Growing up, fish meant lunch, or dinner, or both. Typically, swimming in mustard oil, accompanied by fresh green chillies that stung. The only exceptions were inhabitants of a cloudy green tank the size of eight shoeboxes at a dimly lit Chinese restaurant—one that also served first-rate chilli fish. So, standing next to an aquarium the size of a private pool, swarming with giant fish that could have me for dinner instead, is mostly disconcerting. But such apocalyptic thoughts—including the improbable event of the water from the world’s ninth most voluminous aquarium gushing out in a tsunami—are held at bay, once I scan the faces of other surprisingly calm spectators at Hong Kong’s Aqua City.

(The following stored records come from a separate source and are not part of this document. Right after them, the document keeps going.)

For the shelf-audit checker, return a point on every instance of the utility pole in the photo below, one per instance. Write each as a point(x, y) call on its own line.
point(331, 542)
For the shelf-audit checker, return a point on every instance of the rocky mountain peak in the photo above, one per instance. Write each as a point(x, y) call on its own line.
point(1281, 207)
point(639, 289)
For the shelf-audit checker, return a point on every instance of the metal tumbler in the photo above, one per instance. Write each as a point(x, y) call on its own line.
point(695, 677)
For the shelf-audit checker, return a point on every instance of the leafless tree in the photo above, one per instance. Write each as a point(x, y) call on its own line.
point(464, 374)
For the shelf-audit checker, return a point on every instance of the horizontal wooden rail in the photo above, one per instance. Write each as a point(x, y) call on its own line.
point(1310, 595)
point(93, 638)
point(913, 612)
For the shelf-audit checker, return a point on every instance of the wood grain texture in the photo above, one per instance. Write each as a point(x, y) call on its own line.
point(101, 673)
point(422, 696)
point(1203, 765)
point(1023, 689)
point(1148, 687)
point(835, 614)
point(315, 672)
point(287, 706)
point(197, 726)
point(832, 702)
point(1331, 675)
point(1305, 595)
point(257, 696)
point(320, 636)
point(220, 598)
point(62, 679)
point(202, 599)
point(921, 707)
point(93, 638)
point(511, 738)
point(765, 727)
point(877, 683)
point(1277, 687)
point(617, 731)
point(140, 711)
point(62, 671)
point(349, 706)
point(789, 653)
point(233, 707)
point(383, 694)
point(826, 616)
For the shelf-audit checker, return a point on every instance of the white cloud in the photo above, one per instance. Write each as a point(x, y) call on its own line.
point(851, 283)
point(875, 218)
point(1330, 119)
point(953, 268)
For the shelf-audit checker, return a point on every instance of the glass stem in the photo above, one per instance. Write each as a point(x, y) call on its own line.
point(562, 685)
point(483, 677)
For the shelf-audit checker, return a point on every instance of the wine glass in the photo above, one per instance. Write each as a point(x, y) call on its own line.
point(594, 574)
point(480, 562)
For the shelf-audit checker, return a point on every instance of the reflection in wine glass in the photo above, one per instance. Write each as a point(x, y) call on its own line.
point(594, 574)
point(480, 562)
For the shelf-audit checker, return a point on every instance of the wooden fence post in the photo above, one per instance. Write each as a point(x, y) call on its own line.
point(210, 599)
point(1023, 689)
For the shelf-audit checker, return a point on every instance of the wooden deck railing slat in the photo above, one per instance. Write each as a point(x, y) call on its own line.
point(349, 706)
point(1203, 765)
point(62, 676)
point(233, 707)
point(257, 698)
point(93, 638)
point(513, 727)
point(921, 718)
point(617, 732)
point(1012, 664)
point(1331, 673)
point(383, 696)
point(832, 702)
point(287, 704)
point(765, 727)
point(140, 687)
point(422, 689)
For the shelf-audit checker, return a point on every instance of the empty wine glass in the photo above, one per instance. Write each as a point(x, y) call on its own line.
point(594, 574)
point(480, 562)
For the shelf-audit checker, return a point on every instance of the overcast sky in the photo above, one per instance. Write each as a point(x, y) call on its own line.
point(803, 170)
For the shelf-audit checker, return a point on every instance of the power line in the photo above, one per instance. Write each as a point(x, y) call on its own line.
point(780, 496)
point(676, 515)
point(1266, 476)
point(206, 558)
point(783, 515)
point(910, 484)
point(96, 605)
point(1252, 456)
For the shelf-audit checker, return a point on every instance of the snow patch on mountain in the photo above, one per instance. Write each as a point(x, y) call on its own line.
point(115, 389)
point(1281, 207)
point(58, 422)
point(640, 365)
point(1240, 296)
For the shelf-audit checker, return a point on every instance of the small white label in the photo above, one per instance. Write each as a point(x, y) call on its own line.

A brand new wing of Ocean Park (oceanpark.com) in the Aberdeen area, part of a HK$ 5.5 billion redevelopment plan, Aqua City is effectively about three things—an egg-shaped Grand Aquarium; a fine-dining restaurant with an underwater view and excellent tuna on the menu; and Symbio, an audio-visual show with a 360° water screen and pyrotechnics set to the music of Oscar-winning composer Peter Lehmann. Add to that a large retail area for souvenirs and a café to recover from a day in the park, and you’ve covered enough ground. Several of these key attractions are also listed among the firsts and onlies in the history of oceana-riums and amusement parks. Here, everything is bigger, better, larger than something else. In fact, there are more superlatives swilling round than marine animals—5,000 creatures of 400 species, weighing a staggering 43,000 kilos—in the tank.
But then, entertaining children (and their minders) is serious business. Hong Kong should know. Disneyland crossed the Pacific to get here. And now Ocean Park, the city’s oldest theme park, is banking on its growing reputation as the Florida of the East, with new, improved inducements.
I’m hooked too, watching the manta rays and the cownose rays in the aquarium flap their fins like giant birds in flight. I can’t hear the goop-goop-goop of the water being displaced, but I watch how the stingrays stir that ugly, ungainly napoleon (fish) from its post-meal stupor. Seconds later, a hammerhead grazes past with a school of tiny, overconfident golden jacks hovering around its snout for scraps of food. Down in the corridors, I hear children cackle nervously, dipping into touch pools lined with sea cucumbers and starfish.
Drowned by the din of the celebrations, though, are murmurs in the local community and allegations in the city’s newspapers of mishandling and death of some of the animals during transportation. Clearly, those tracks have been covered and safety measures put in place. And by the time Ocean Park’s maverick chairman, Allan Zeman, a Richard Branson-esque figure, fired the cylinders strapped to his back and floated above the opening ceremony venue like a noisy chopper, the air certainly seemed lighter.